A presence that helps ‘stabilize’ a neighborhood
All told, Serafin or his corporation, Serafin Inc., own the store and the laundromat, seven restored houses next to or near the store and several nearby vacant parcels.
Serafin also owns a garage across the street from the laundromat. The Eastside Neighborhood Association meets there every month. Serafin is one of the neighborhood improvement group’s biggest backers.
“He is so welcoming,” said Margarita Dangel, 69, the retired site director of the Sisters of St. Joseph Neighborhood Network initiative that focuses on the city’s east side, including the area around Serafin’s Food Market.
“He is present for people,” Dangel said. “He does everything in his power to stabilize the area around him, as far as he can reach.”
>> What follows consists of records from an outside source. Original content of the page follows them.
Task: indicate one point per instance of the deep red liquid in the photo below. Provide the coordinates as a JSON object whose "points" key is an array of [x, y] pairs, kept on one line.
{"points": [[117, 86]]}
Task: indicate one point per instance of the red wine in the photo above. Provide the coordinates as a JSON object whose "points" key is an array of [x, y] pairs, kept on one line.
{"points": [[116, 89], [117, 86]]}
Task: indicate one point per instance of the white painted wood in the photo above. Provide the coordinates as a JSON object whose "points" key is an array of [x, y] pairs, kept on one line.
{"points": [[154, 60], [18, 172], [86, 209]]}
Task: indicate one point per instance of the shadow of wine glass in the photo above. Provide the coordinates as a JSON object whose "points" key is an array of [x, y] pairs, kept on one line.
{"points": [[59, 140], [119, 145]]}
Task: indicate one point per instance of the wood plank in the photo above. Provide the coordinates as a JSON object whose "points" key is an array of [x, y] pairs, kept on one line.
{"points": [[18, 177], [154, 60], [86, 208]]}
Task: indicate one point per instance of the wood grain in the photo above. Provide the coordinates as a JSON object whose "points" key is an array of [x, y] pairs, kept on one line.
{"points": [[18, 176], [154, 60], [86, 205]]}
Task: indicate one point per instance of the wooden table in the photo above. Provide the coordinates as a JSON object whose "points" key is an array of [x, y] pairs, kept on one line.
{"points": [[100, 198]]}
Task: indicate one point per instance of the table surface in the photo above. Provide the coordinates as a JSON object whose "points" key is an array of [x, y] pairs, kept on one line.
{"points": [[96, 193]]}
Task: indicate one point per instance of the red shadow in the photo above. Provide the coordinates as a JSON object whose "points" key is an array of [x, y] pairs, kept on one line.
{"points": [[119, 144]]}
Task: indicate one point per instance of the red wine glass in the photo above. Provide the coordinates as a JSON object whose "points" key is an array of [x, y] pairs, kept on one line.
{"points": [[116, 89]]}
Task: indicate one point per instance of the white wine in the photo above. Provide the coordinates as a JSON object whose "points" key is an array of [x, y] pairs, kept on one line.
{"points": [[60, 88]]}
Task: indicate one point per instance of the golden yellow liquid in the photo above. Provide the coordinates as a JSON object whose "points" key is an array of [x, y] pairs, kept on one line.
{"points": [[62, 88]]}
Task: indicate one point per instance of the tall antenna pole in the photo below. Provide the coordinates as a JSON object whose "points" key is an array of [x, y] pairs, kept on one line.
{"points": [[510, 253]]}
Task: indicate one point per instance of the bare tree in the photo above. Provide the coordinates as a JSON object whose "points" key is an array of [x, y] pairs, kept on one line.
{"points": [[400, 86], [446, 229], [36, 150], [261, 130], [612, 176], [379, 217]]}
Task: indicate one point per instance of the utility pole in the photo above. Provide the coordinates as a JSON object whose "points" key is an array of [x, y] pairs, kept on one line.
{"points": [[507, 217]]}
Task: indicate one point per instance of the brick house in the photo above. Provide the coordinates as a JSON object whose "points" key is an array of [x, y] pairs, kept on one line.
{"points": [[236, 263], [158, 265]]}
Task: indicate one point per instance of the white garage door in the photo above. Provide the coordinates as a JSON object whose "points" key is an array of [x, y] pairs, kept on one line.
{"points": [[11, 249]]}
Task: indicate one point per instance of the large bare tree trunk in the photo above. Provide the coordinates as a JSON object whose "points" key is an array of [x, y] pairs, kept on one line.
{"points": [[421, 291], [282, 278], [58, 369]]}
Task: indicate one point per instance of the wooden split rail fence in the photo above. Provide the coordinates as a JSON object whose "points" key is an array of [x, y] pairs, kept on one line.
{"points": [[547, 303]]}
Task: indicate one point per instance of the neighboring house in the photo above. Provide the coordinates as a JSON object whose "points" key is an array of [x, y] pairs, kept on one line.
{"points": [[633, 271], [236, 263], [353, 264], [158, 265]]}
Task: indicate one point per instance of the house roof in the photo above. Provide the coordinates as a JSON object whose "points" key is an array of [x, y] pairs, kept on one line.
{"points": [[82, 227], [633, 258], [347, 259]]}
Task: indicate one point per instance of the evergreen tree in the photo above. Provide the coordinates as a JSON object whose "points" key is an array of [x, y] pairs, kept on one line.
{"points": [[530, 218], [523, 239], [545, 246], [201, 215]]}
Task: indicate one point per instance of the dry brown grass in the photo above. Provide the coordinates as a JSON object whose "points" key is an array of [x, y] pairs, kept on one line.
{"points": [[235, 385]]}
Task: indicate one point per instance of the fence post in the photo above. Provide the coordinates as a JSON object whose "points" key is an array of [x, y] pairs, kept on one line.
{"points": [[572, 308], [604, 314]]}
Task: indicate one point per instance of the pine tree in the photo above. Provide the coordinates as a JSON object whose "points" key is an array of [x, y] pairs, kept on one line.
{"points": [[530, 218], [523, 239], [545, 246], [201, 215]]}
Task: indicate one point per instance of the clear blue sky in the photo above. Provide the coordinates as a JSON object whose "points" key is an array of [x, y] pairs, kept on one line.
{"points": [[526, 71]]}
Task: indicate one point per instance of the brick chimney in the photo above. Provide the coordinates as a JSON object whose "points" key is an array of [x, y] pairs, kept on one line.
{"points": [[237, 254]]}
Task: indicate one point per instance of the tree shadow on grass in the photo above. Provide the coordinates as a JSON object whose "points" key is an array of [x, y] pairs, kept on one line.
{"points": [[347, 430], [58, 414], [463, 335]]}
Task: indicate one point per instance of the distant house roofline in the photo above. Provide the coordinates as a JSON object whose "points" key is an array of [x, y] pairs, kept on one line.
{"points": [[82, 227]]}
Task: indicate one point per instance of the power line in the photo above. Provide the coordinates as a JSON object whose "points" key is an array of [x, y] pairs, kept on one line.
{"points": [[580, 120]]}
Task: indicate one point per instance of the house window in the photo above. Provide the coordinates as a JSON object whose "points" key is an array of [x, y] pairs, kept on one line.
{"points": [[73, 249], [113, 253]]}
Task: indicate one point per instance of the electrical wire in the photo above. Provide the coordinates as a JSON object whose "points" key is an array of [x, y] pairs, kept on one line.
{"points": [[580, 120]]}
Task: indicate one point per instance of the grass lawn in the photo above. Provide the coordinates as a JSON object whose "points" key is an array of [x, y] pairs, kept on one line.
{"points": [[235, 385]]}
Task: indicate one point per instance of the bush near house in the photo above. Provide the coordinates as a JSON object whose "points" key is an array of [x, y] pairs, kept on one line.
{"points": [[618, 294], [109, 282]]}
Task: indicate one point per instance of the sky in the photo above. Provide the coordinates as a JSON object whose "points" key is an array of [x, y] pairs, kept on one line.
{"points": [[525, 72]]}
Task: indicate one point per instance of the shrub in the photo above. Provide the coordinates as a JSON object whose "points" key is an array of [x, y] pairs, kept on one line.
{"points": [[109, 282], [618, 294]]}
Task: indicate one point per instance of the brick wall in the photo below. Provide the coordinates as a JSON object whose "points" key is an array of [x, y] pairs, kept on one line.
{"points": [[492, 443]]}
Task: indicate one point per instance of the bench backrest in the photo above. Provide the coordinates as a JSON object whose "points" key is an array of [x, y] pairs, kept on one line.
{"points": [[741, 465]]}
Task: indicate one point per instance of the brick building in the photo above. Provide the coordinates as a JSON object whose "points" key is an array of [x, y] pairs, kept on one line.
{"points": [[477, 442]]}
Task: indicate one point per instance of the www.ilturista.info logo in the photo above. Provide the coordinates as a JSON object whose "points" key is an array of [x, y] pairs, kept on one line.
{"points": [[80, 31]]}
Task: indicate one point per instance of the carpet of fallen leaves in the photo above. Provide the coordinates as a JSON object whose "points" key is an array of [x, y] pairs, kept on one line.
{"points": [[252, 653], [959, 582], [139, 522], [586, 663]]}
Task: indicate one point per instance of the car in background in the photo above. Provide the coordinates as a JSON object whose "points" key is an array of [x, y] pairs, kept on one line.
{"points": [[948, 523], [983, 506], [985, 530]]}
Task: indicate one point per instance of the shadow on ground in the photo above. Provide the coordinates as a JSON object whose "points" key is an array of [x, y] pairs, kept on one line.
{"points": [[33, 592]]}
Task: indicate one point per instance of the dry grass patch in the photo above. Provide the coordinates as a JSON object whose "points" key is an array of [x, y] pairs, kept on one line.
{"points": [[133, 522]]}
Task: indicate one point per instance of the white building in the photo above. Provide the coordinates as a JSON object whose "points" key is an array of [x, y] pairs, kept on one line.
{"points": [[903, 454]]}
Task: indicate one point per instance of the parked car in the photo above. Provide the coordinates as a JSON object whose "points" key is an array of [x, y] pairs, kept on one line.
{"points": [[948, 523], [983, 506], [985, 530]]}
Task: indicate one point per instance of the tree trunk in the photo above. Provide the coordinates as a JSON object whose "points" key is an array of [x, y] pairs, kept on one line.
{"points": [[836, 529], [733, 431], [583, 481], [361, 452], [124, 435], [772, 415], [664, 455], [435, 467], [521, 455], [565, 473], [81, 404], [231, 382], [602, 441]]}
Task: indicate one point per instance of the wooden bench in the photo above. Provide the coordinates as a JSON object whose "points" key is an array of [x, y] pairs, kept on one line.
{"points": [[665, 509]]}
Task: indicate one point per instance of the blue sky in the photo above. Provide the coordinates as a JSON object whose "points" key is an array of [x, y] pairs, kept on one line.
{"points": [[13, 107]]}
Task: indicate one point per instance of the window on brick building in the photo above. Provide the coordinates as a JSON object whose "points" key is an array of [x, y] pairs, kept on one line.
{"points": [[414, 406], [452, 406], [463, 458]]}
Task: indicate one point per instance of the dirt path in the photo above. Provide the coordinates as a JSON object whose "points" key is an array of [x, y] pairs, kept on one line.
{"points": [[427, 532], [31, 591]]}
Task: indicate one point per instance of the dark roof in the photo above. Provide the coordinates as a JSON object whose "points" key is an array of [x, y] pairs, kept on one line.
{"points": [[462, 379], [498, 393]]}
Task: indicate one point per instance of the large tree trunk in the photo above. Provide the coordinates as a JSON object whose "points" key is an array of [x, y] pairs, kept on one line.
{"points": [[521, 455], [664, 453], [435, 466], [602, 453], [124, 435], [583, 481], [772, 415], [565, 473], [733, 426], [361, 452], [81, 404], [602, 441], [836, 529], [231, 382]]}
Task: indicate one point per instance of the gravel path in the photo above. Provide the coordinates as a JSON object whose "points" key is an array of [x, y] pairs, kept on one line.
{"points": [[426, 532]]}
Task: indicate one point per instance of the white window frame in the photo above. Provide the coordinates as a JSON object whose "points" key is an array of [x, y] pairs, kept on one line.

Dangel has witnessed Serafin help countless store customers. Many are from foreign countries and are learning English. Serafin helps them fill out forms for paying bills and other services.
“The people who visit the store,” Dangel said, “are considered a person and not just a customer.”
A treasured spot in the middle of a food desert
Serafin’s Food Market is an oasis amid a food desert — a census tract area in which at least one-third of the residents live a mile or more from a supermarket or large grocery store.
Food deserts often exists in poorer areas of a community. The poverty rate in the area of East 24th and Ash streets is 31.4% to 27.5%, higher than the city of Erie’s poverty rate of 25.7%, according to Census figures.
Serafin’s has always sold fresh fruits and vegetables as it does its part to encourage healthy eating habits among its customers. Serafin and his family have also invested hours and hours to ensure that their customers and their neighborhood are safe.
“The neighborhood would be lost without Dan Serafin, 100%,” said Bernie Slomski, the president of the Society of the Holy Trinity social club at 604 E. 23rd St., a block from Serafin’s Food Market.
Celebrating 100 years, and ready for many more
Slomski, 72, grew up at East 21st and Ash streets and has remained connected to the neighborhood in the 15 years he has been president of the Society of the Holy Trinity. The society and Serafin have worked together on a number of improvement projects.
One of the biggest was the effort to address unlawful liquor sales and other nuisance offenses at Rumors Lounge at 602 E. 24th St., the site of the former Warsaw Cafe. Serafin was instrumental in the fight.
“He was steadfast. He did not get discouraged,” Dangel said.
Rumors closed in 2020. The Holy Trinity Society purchased the property in 2025 and razed the former lounge building. The parcel’s empty lot is used for parking and for community events for a neighborhood that Serafin and his store have helped hold together.
“He goes above and beyond,” Slomski said.
Sefarin’s has no plans to depart. It is marking its centennial year with banners on utility poles outside the store. Dan Serafin said the store plans to hold a party.
On a whim, he sent an invitation to the rapper and actor Snoop Dogg. Another invitation went to the Harlem Globetrotters, who visited Serafin’s Food Market 30 years ago. The Globetrotters are also celebrating their centennial in 2026.
Serafin has no idea what will come of the invitations, but said “we are going to have something.”
For Slomski, the celebration will be well deserved — for Serafin’s and Dan Serafin.
“Dan Serafin’s commitment to that neighborhood,” he said, “is unmatched.”